Pour des nouvelles de politique, il n'y en a aucune. On croit que le prince Charles a fait avancer des troupes, de Moravie pour environner Pragues par les derrières, afin de nous ôter toute subsistance.

Pour madame de Péquigni, je vous conseille de ne demander à son caractère que ce qui s'y trouve, et comme vous êtes sûre que les intentions sont bonnes, de passer l'écorce, qui ressemble assez à du marroquin du Levant.

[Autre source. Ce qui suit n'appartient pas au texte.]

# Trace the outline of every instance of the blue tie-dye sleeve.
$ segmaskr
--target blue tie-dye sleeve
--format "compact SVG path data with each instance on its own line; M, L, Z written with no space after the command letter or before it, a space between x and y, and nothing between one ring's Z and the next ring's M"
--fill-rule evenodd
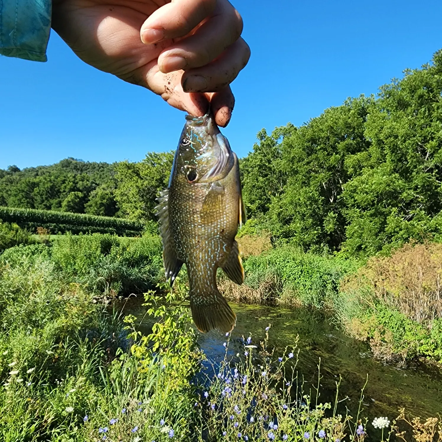
M0 54L46 61L51 0L0 0Z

L'abbé des Fontaines dit des merveilles de Pamela; mais il se moque fort légèrement de l'Avertissement de Maupertuis. Il y a des aventures de Boulogne que je vous enverrai. Pont de Veyle prétend que cela ressemble aux illustres Françaises. Comme vous m'assurez que ce n'est pas votre intention de me prendre comme les romans, je ne vous dirai point que je vous embrasse de tout mon cœur. Je cherche à mettre en usage toutes les invitations que vous me faites de me bien divertir; mais je

et que,

Vous avoue que cela ne me réussit pas, si je m'en croyais, je vous dirais que je m'ennuie beaucoup de ne vous pas voir; que rien ne vous remplace, parce que je ne sais ce que c'est que les remplacemens, qu'ils sont impossibles à mon caractère qui est invariable même contre le vent, en quoi je suis supérieur aux girouettes, quelque élevées qu'elles puissent être; que ce que j'aime, je l'aime pour toujours, et que c'est vous que j'aime ainsi; que si j'avais été à Forges, je n'aurais pressé ni madame Martel, ni la petite d'O, ni d'autres d'y venir; que tous mes défauts sont contre moi, et même mes bonnes qualités; que je sens profondément les torts que je puis avoir; mais que je sens avec la même vivacité les reproches mal fondés; en un mot, que, si cela se pouvait, j'aimerais encore mieux quelqu'un qui me dirait toute la journée qu'elle est sûre que je l'aime, que mon ame n'est capable de recevoir qu'une impression, et qu'il est aisé d'en juger à la vivacité dont elle en est frappée : voilà tout. Si vous voulez me faire plaisir, redites-moi tout cela, et parlez-moi beaucoup de moi par rapport à vous vous y pouvez mêler quelque chose de vous; mais prenez-y bien garde, car je crois aussi bien que je sens.

LETTRE XIV.

Mme LA MARQUISE DU DEFFAND A M. LE PRESIDENT

HÉNAULT.

11 juillet.

Me voilà à vous, dont en vérité je suis fort aise; j'ai congédié ma compagnie avec le secours de ma petite amie madame de Bancour, qui a emmené tous mes hommes en leur disant que j'avais à écrire. Cette petite Bancour est bonne femme, et dans le fond je m'en accommoderais bien mieux que de ma compagne. Celle-ci était aujourd'hui dans un accès de bavardage inoui; elle est à chevaucher dans les forêts avec une demoiselle Desmazis, de qui le sexe est mal décidé.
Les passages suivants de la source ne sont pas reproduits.